It is common practice in psychiatry to increase the dose of an antidepressant if the standard dose is not helping enough. Sometimes doses are increased before even finding out if the lower dose is working.
But it is interesting to consider evidence that higher doses actually do not necessarily work better:
Ruhé et al. (2009-2010) have published research on this issue, and conclude that SSRI dose increases do not improve effectiveness. Their explanation for this is quite simple: serotonin receptors are already well-occupied at standard doses, and this does not change with dose increases:
http://www.ncbi.nlm.nih.gov/pubmed/18830236
http://www.ncbi.nlm.nih.gov/pubmed/20862644
In
general, it is indeed interesting to see scanty evidence that
increasing antidepressant doses lead to improved effectiveness, even for
treatment-resistant cases.
This issue came to my attention upon reading Lam's recent article about using light therapy to treat non-seasonal depression ( http://www.ncbi.nlm.nih.gov/pubmed/26580307). Their medication groups used only 20 mg of fluoxetine, without the possibility of increasing the dose. They cited some old, dated references to support this, such as Altamura et al (1988), and Beasley (1990):
http://www.ncbi.nlm.nih.gov/pubmed/2196623
A better, more recent article reviewing antidepressant dose vs effectiveness is by Berney (2006):
http://www.ncbi.nlm.nih.gov/pubmed/16156383
In many studies, higher doses may appear to work better, mainly because the dose was increased before the lower dose had a chance to work fully. The lower dose may well have worked just as well as the higher dose. Controlled studies comparing different doses do not support the belief that higher doses work better.
So it should not be routine practice to increase antidepressant doses beyond a standard "full dose" which is usually one tablet or capsule daily. In many cases, the different dosage regimes are likely to be equivalent. It is relevant to consider that higher doses mainly benefit the pharmaceutical companies, since they are selling more product despite the effectiveness being the same. Therefore, presentations of research data about antidepressant effectiveness may be biased in favour of higher doses. An extremely common research design in antidepressant studies is to have "flexible dosing," usually leading to the antidepressant group averaging about twice the standard dose in the end. This design, even when treatment effects are shown, biases the reader to have the specious conclusion that higher doses are better.
However, there are certainly many individual case reports of higher doses being more useful. So dose increases may have a role in some cases.
The key point is to question dose increases as a reflexive, routine management strategy for inadequate antidepressant effects. Alternative strategies include giving the lower dose a longer try, switching to something else, or using some form of augmentation.
Addendum:
Just days after posting this, I see there is a new meta-analysis by Jakubovski et al. in The American Journal of Psychiatry (173:2,pp. 174-183) which suggests that SSRI antidepressants do actually work slightly better at higher doses, peaking at 2.5 times the standard dose (e.g. 50 mg fluoxetine). They admit that the data show a trade-off between slight improved effectiveness at higher doses, but accompanied by worsened tolerability.
Yet, it is important to consider that higher doses could reflect a greater placebo effect; some of the research about active placebos show that agents which cause more side effects are likely to have a larger impact on symptoms than inert placebos. Because antidepressants at higher doses have more side effects, there would be more of this "active placebo" effect. See my previous post on this subject: http://garthkroeker.blogspot.ca/2009/03/active-placebos.html
It's hard to know what to make of this, other than to probably remain open-minded about the issue. I think that a better study design for this type of issue is to look at dose comparisons within individual clinical trials, rather than to amass data meta-analytically. Active placebo comparison groups would also be useful. For example, agents which would cause very mild side-effects could be used instead of a totally inert placebo, so as to improve the blinding of the studies. In many individual clinical trials of antidepressants (both new and old) which compare doses or dose ranges within the studies themselves, there are no significant differences in effectiveness.

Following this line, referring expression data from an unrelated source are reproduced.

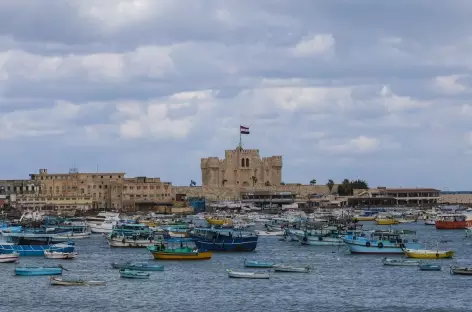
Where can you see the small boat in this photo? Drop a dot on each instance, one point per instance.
(124, 273)
(56, 281)
(9, 257)
(289, 268)
(37, 271)
(430, 267)
(400, 262)
(258, 264)
(135, 266)
(60, 255)
(461, 270)
(270, 233)
(253, 275)
(428, 254)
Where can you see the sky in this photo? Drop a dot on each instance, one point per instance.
(356, 89)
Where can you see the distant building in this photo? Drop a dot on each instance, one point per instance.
(241, 168)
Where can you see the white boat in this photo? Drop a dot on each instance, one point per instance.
(106, 226)
(400, 262)
(9, 258)
(60, 255)
(253, 275)
(269, 233)
(289, 268)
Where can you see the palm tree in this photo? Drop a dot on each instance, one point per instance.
(330, 185)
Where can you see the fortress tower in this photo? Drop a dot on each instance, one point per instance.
(241, 168)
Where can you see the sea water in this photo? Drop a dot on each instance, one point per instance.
(338, 282)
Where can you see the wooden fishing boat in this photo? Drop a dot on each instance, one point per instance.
(252, 275)
(9, 257)
(60, 255)
(258, 264)
(400, 262)
(460, 270)
(163, 252)
(429, 267)
(133, 274)
(138, 266)
(37, 271)
(428, 254)
(56, 281)
(289, 268)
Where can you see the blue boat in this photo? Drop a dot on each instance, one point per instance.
(37, 271)
(34, 250)
(137, 266)
(258, 264)
(133, 274)
(379, 242)
(430, 267)
(224, 240)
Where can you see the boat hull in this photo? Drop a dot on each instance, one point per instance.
(162, 255)
(453, 225)
(34, 250)
(37, 271)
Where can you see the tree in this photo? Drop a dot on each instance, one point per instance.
(330, 185)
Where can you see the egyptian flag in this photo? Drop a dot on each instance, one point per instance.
(244, 130)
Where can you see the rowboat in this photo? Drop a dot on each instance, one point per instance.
(37, 271)
(430, 267)
(56, 281)
(400, 262)
(133, 274)
(136, 266)
(60, 255)
(252, 275)
(258, 264)
(289, 268)
(461, 270)
(428, 254)
(9, 258)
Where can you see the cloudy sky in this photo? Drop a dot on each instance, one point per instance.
(378, 90)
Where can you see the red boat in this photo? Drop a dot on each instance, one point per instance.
(454, 221)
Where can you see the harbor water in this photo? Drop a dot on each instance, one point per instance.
(338, 282)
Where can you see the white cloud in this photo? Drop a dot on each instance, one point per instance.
(449, 84)
(314, 45)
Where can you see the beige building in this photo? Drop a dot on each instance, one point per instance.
(241, 168)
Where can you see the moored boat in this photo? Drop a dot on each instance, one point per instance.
(429, 267)
(137, 266)
(164, 251)
(428, 254)
(51, 254)
(293, 269)
(133, 274)
(9, 258)
(251, 275)
(258, 264)
(56, 281)
(460, 270)
(37, 271)
(400, 262)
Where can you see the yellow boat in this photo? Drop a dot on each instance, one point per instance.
(428, 254)
(386, 221)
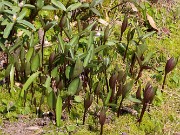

Another issue, which the authors point out, is that most antidepressant studies have strict inclusion criteria which usually do not match the type of cases one would tend to see clinically most often. Many studies require a major depressive disorder diagnosis, with limited comorbidities allowed, and with limited past treatment trials, etc.
Meanwhile, it remains reasonable to give a baseline dose of antidepressants an adequate length of time to work, without reflexively increasing the dose on a routine basis. Dose increases remain an option, with some evidence-based support, but switching or augmentation could often be preferred, depending on patient preference and side-effects.